La aparejadora colocó en paralelo dos folios llenos de cifras.

—Entre un cuarenta y un cincuenta por ciento menos que con adosados.

—Pero su valor sería más del doble —interrumpió Miranda.

—¿En cuánto tiempo?

—Es difícil determinarlo con exactitud. Dependería de la demanda.

—Construiremos al principio algunas viviendas piloto que puedan servir de referencia.

—¿Sin consultar a los posibles compradores? Eso va en contra de lo que estabas proponiendo antes —replicó. Se sentía molesto con el uso del futuro que hacía Miranda, como si ya estuviera segura de que su propuesta iba a salir adelante. Se preguntó qué opinaba Muriel de todo aquello—. Y tú, Santiago, ¿qué crees?

—Lo he estado pensando mucho antes de venir.

—¿Y? —preguntó Miranda.

—Creo que no es buen momento para asumir tantos riesgos —dijo sin atreverse a mirarla—. Creo que el mercado está a punto de saturarse. Que pronto habrá más viviendas que compradores. Y cuanto más elevemos el nivel, más difícil será venderlas.

Miranda escuchó a Muriel con un desprecio que no había manifestado hacia Ordiales, que vio cómo se levantaba de la silla y se dirigía a él:

—¿Podemos hablar un momento en privado?

—Claro.

La siguió por el pasillo —el taconeo rápido, las piernas duras y nerviosas, las caderas moviéndose como si esquivaran latigazos, la estela de perfume— hasta que entraron en su despacho. Casi no esperó a cerrar la puerta para comenzar a hablar:

—Todavía podemos arreglarlo, Martín. Yo haré algunas concesiones sobre el diseño general del proyecto. Si quieres, aumentamos el porcentaje de viviendas. Pero no podemos dejar pasar esta oportunidad. No podemos hacer de un paraje privilegiado como Maltravieso otra de esas horribles y vulgares barriadas.

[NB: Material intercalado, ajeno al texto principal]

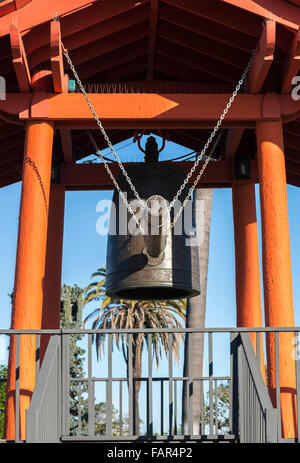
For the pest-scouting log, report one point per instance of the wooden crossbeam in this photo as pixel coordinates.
(66, 142)
(149, 110)
(263, 59)
(153, 19)
(19, 59)
(257, 75)
(291, 65)
(94, 176)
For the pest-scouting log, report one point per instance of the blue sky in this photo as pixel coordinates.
(84, 250)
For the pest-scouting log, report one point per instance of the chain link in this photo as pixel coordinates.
(193, 168)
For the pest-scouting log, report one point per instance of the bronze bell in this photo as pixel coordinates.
(145, 267)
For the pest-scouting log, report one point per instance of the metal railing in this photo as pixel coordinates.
(250, 416)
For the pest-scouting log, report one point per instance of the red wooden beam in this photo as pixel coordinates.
(66, 142)
(291, 65)
(91, 13)
(184, 110)
(196, 61)
(205, 27)
(280, 11)
(19, 59)
(94, 176)
(263, 59)
(111, 43)
(93, 33)
(220, 13)
(220, 52)
(60, 82)
(256, 77)
(115, 58)
(60, 79)
(153, 19)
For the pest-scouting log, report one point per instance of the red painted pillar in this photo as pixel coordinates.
(277, 275)
(247, 279)
(30, 266)
(52, 284)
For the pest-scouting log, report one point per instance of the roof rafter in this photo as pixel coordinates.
(153, 19)
(92, 14)
(217, 11)
(203, 27)
(201, 44)
(280, 11)
(60, 79)
(256, 77)
(19, 59)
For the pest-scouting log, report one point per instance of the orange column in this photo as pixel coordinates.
(278, 295)
(30, 266)
(52, 284)
(247, 274)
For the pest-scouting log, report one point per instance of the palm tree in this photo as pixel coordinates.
(125, 314)
(195, 318)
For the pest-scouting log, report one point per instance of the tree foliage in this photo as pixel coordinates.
(127, 314)
(222, 406)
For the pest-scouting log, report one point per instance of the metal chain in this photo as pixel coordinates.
(193, 168)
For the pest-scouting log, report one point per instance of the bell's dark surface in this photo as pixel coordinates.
(132, 273)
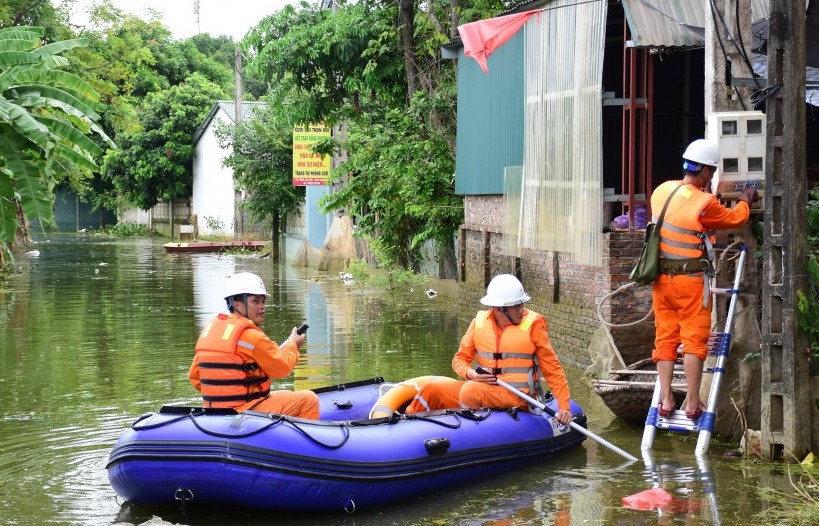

—Creo que ya está decidido. Ya lo has oído a él —dijo, indiferente al tuteo amistoso, a la propuesta de pacto.

—Él no importa ahora. Nunca ha importado. Es a ti a quien te estoy rogando.

—No sigas haciéndolo, Miranda. Lo que pretendes es una locura. Tienes un concepto demasiado infantil de lo que es una empresa constructora.

—Si se hace de otro modo, me avergonzará participar en el proyecto. No podría convencer a nadie para que compre una casa donde yo misma no viviría.

—Muy bien. Entonces, puedes dejarlo. Vende tu parte en la empresa. Yo estoy dispuesto a hacerte una oferta —dijo, aunque sabía que eran precisamente esas palabras las que más podían herirla. Al patrimonio de la herencia, Miranda unía un gran orgullo propio. La conocía lo suficiente para saber que, a pesar de todo, era de ese tipo de hijos tan conscientes de la tradición familiar que si no consiguen superar los logros de sus padres consideran su propia vida un fracaso.

—Claro, ya comprendo. En realidad, no se trata de cómo se construya en Maltravieso. Se trata de lo que llevas pretendiendo durante mucho tiempo. Quedarte al mando. Pero le prendería fuego a todo antes de permitir que en esta casa se perdiera la memoria del apellido que la levantó.

Miranda le abrió la puerta para que saliera y, mientras regresaba a la sala de reuniones, Martín Ordiales oyó el portazo con que se cerraba. Alicia y Muriel esperaban en silencio, ocultando su turbación. Cogió de una estantería una de las casitas de maquetas anteriores, se acercó a la de Maltravieso y la colocó en la primera manzana.

—Adosados. Mañana comenzaremos a concretar planos y presupuestos.